Elle pouvait maintenant se rendre à
l'hôpital, à l'économat, ou, quand je l'accompagnais, faire de petites
escapades le dimanche, dans les villages indigènes voisins de la Base. Nous
décidons d'aller rendre visite à des amis colons à LUSUKU. Cette localité se
trouve sur l'autre rive de la rivière LUBILASH1QUI qui marque la limite entre
les provinces du KASAI et du KATANGA. J'ai fabriqué un porte-bagages à fixer
sur le toit de la voiture, nous pouvons ainsi emporter un peu plus que la
contenance du coffre qui est assez réduite.

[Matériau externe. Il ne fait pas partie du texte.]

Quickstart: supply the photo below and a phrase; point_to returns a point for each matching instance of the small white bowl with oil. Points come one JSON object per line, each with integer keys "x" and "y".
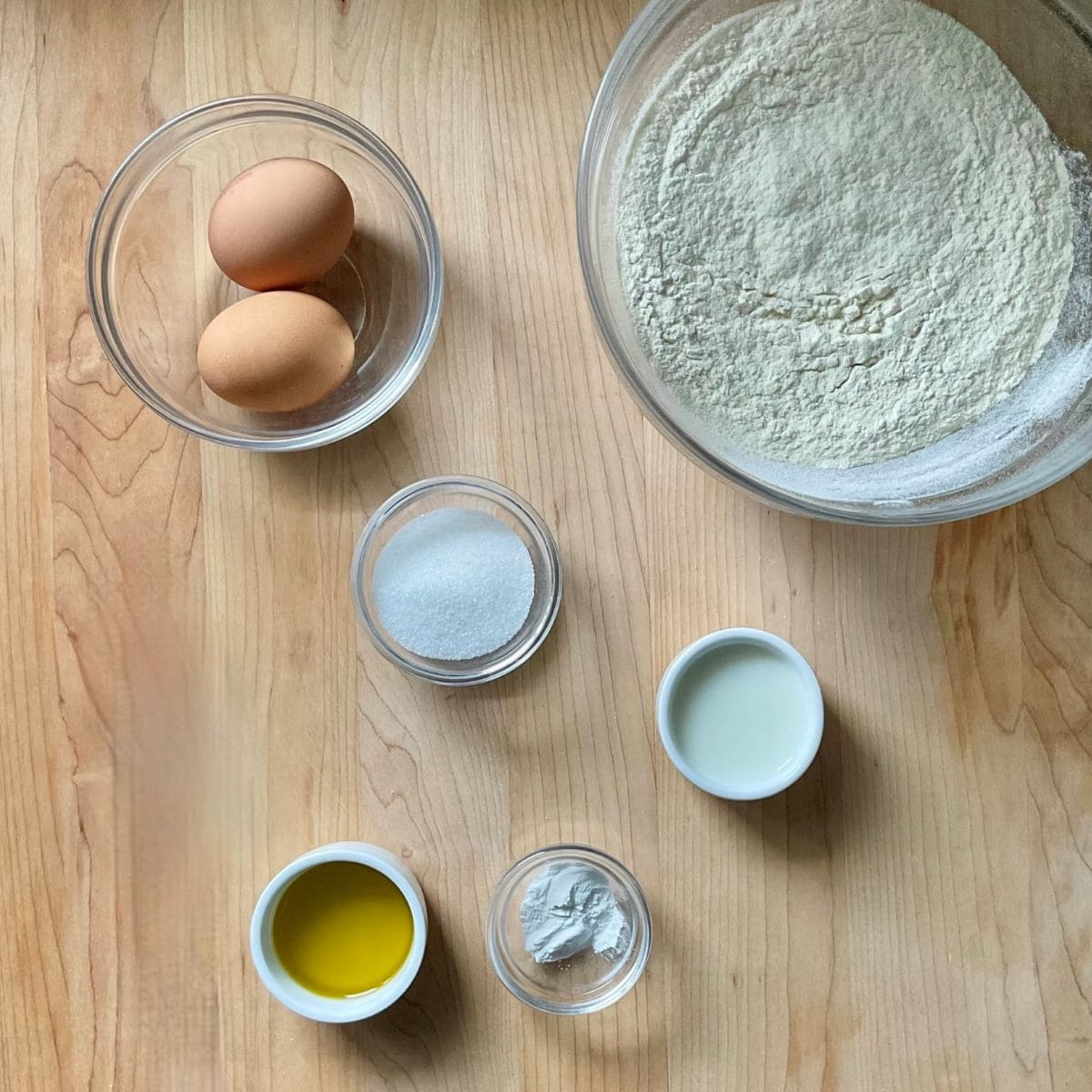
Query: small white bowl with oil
{"x": 339, "y": 935}
{"x": 741, "y": 713}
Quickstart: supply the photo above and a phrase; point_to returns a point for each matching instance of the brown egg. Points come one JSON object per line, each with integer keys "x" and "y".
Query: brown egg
{"x": 281, "y": 224}
{"x": 276, "y": 352}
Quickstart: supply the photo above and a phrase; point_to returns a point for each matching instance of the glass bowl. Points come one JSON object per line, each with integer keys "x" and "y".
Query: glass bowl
{"x": 479, "y": 495}
{"x": 1047, "y": 49}
{"x": 585, "y": 983}
{"x": 153, "y": 285}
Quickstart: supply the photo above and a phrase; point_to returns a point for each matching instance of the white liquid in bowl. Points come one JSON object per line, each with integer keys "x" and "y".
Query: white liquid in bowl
{"x": 741, "y": 714}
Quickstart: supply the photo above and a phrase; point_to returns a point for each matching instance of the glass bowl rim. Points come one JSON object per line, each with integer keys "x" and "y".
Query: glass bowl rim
{"x": 649, "y": 23}
{"x": 519, "y": 509}
{"x": 126, "y": 187}
{"x": 616, "y": 871}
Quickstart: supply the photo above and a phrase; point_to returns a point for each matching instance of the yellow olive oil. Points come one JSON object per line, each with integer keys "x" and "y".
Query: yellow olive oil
{"x": 342, "y": 928}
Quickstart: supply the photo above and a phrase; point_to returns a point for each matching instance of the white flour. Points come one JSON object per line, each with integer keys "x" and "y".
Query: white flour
{"x": 571, "y": 907}
{"x": 844, "y": 229}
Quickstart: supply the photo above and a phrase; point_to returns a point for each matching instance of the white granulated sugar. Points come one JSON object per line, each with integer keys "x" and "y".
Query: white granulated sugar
{"x": 453, "y": 583}
{"x": 571, "y": 907}
{"x": 844, "y": 230}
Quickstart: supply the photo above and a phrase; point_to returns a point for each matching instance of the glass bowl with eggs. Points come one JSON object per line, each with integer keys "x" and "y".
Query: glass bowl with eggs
{"x": 266, "y": 273}
{"x": 841, "y": 252}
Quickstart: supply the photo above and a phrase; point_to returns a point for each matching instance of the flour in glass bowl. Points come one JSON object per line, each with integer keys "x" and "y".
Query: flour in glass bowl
{"x": 844, "y": 230}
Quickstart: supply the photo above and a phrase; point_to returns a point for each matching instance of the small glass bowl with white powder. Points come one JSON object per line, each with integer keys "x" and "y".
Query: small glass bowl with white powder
{"x": 457, "y": 580}
{"x": 569, "y": 931}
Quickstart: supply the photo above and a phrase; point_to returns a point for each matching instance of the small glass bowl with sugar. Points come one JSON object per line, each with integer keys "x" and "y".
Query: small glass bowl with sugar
{"x": 457, "y": 580}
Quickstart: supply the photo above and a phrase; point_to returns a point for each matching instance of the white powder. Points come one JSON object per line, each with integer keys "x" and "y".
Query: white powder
{"x": 844, "y": 230}
{"x": 571, "y": 907}
{"x": 453, "y": 583}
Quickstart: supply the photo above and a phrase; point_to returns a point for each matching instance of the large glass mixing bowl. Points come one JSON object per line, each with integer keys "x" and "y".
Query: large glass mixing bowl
{"x": 1047, "y": 45}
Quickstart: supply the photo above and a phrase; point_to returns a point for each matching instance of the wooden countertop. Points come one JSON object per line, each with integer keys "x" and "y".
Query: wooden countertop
{"x": 186, "y": 703}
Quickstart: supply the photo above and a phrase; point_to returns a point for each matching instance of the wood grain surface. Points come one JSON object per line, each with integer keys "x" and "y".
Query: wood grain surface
{"x": 186, "y": 703}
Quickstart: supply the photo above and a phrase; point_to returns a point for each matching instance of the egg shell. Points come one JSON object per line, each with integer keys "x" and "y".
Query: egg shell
{"x": 276, "y": 352}
{"x": 281, "y": 224}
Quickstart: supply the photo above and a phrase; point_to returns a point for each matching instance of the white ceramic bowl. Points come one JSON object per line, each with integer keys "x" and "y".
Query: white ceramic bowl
{"x": 337, "y": 1009}
{"x": 811, "y": 733}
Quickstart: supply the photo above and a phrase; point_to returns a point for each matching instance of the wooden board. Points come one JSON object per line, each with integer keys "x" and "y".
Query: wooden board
{"x": 186, "y": 703}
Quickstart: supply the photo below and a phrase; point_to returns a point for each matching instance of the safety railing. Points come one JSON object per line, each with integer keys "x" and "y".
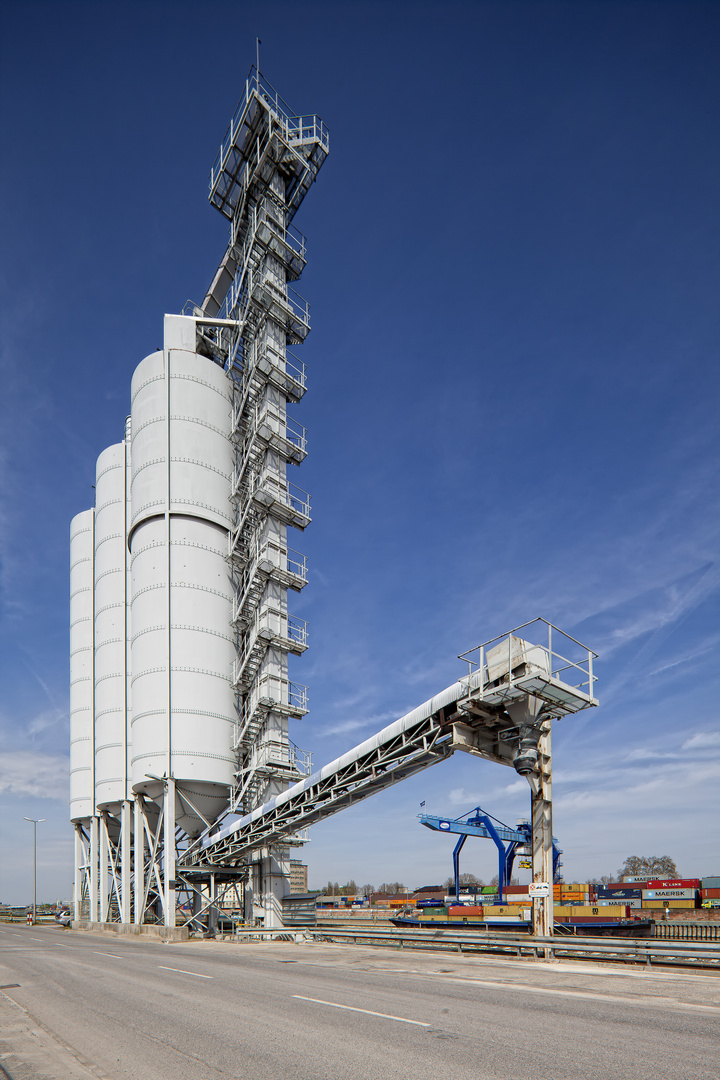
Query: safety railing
{"x": 275, "y": 691}
{"x": 535, "y": 651}
{"x": 271, "y": 421}
{"x": 641, "y": 950}
{"x": 296, "y": 129}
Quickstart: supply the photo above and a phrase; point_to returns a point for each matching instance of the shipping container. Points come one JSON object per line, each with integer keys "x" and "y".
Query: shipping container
{"x": 662, "y": 904}
{"x": 627, "y": 885}
{"x": 603, "y": 893}
{"x": 674, "y": 883}
{"x": 636, "y": 902}
{"x": 668, "y": 893}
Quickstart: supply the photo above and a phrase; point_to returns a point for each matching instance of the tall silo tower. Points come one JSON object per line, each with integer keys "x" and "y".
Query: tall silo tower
{"x": 111, "y": 679}
{"x": 180, "y": 572}
{"x": 82, "y": 697}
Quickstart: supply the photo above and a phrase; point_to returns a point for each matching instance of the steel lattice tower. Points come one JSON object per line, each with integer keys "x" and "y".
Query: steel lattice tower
{"x": 266, "y": 165}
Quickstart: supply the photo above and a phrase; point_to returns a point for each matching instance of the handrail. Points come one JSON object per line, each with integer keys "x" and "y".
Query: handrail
{"x": 295, "y": 127}
{"x": 700, "y": 954}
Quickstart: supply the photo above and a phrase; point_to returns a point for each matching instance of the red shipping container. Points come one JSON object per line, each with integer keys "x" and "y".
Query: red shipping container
{"x": 677, "y": 883}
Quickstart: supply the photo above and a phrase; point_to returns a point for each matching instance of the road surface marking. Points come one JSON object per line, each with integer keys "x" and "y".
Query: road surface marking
{"x": 181, "y": 972}
{"x": 368, "y": 1012}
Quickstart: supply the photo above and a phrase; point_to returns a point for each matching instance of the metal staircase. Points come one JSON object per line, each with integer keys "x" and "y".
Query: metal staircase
{"x": 266, "y": 164}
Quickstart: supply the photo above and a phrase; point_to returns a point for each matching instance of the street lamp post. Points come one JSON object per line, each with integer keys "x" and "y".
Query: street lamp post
{"x": 36, "y": 822}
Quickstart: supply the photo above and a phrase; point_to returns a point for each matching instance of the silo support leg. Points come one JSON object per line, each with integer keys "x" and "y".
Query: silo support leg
{"x": 168, "y": 852}
{"x": 138, "y": 851}
{"x": 542, "y": 836}
{"x": 125, "y": 862}
{"x": 105, "y": 895}
{"x": 93, "y": 867}
{"x": 79, "y": 862}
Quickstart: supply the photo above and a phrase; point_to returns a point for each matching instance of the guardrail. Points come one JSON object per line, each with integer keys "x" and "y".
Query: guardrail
{"x": 643, "y": 950}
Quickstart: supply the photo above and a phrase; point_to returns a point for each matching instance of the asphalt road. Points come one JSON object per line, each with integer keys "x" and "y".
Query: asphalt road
{"x": 96, "y": 1006}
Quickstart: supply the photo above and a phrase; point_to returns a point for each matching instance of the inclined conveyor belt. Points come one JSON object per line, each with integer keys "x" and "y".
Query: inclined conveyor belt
{"x": 410, "y": 744}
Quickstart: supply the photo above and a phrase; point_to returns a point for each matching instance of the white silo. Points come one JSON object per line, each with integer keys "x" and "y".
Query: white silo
{"x": 182, "y": 645}
{"x": 111, "y": 606}
{"x": 81, "y": 666}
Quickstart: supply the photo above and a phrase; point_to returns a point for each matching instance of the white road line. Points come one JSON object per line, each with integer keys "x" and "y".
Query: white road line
{"x": 368, "y": 1012}
{"x": 181, "y": 972}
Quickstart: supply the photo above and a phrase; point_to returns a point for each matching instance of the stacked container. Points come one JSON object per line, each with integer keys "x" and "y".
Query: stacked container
{"x": 82, "y": 748}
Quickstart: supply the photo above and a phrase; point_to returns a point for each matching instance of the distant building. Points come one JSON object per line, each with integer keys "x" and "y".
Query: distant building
{"x": 298, "y": 876}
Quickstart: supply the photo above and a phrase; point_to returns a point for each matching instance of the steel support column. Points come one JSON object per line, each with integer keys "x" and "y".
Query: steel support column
{"x": 93, "y": 867}
{"x": 79, "y": 864}
{"x": 542, "y": 835}
{"x": 138, "y": 856}
{"x": 125, "y": 861}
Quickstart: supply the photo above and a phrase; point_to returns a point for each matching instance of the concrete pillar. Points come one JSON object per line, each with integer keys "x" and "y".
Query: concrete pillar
{"x": 168, "y": 852}
{"x": 138, "y": 852}
{"x": 92, "y": 869}
{"x": 125, "y": 862}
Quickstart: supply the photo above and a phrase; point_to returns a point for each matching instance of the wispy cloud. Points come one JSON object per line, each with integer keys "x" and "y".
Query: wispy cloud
{"x": 42, "y": 775}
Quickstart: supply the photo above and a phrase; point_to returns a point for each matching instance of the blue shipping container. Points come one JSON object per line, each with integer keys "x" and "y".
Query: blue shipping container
{"x": 617, "y": 893}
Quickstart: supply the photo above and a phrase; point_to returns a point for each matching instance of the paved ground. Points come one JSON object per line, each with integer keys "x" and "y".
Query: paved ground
{"x": 96, "y": 1006}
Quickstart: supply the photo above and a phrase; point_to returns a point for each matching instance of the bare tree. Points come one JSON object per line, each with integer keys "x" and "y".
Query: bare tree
{"x": 465, "y": 879}
{"x": 649, "y": 866}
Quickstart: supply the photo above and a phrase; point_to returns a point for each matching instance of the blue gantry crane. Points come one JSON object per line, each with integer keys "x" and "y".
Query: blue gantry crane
{"x": 506, "y": 839}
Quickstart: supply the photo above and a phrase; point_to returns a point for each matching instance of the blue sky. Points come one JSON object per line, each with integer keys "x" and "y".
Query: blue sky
{"x": 513, "y": 379}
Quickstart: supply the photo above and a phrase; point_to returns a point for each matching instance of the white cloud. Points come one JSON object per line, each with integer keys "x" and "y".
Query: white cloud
{"x": 703, "y": 739}
{"x": 42, "y": 775}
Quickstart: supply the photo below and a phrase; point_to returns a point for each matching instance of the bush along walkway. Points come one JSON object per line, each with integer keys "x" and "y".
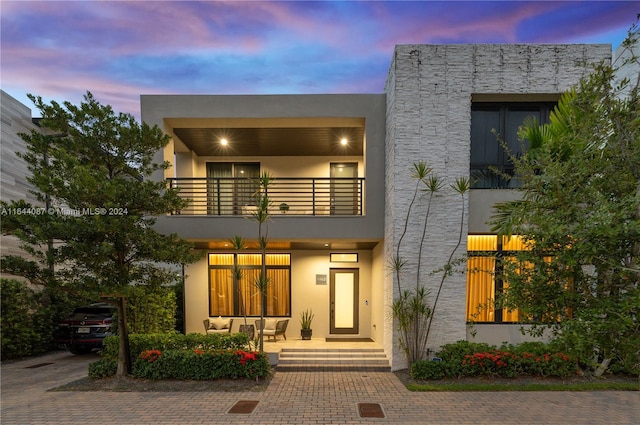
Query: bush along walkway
{"x": 465, "y": 359}
{"x": 189, "y": 357}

C'est un voyage de 253 km, ce qui, en
Afrique, avec trois jeunes enfants, représente une expédition. C'est la saison
sèche, nous sommes à l'abri du " POTOPOTO " (boue glissante) sur les
routes mais nous avons l'inconvénient de la poussière (route en terre) et de
la TOLE ONDULEE désagréable pour les vibrations qu'elle provoque et qu'il faut
aborder à une vitesse supérieure à 60 km/heure au risque d'une fatigue
ressentie dans les avant-bras au volant. Notre voiture a deux portes s'ouvrant
vers l'arrière. Les vibrations provoquées par l'état de la route, décrochent
le premier cran de verrouillage des portières et celles-ci ne sont plus en
sécurité que par le deuxième cran et risquent de s'ouvrir violemment sur
l'arrière. Il m'arrive dans ce cas, en roulant et en maintenant bien la
poignée, de remettre en sécurité la portière côté passager.
La
route est longue, nous mettrons plus de 10 heures pour parcourir les 253 km. La
lassitude du voyage engendre des chamailleries entre les deux garçons.
Finalement, nous décidons avec mon épouse, de les séparer. Je prendrai sur le
siège avant ËTIENNE, le plus turbulent des deux. Le calme est revenu et la
route semble moins raboteuse. Soudain, j'aperçois un banc de sable (genre
CONGERE) qui barre la route, mais qui a déjà été franchi par d'autres
véhicules, marqué par le passage des roues. Je remarque aussi, précédant ce
banc de sable, une zone de forte " Tôle ondulée ". La portière du
côté de l'enfant, sous l'effet des vibrations, se met en insécurité. C'est
alors que notre fils, prompt à la manœuvre, imitant mon geste pour reclaquer la
portière et vu la légèreté de son corps, sera emporté par l'ouverture brutale
de la porte et disparaîtra, entraîné sous la portière. Je ne peux m'arrêter
immédiatement, l'arrière de la route disparaît dans un nuage de poussière. Je
crains le pire. Je stoppe la voiture et me précipite dans l'épais brouillard
poussiéreux. Je ne perçois aucun cri. Dans quel état vais-je découvrir notre
garçon ? Finalement, je le découvre, hébété, au milieu du banc de sable. Ses
lunettes ne sont pas cassées et il a une légère éraflure au menton. C'est le
seul banc de sable que nous rencontrerons durant le voyage…..
Sur la route de LUSUKU.
Petite pose peu avant la chute d'Etienne.
A gauche, Etienne qui boit son gobelet ; assise au milieu,
Geneviève ; mon épouse et à droite Guy.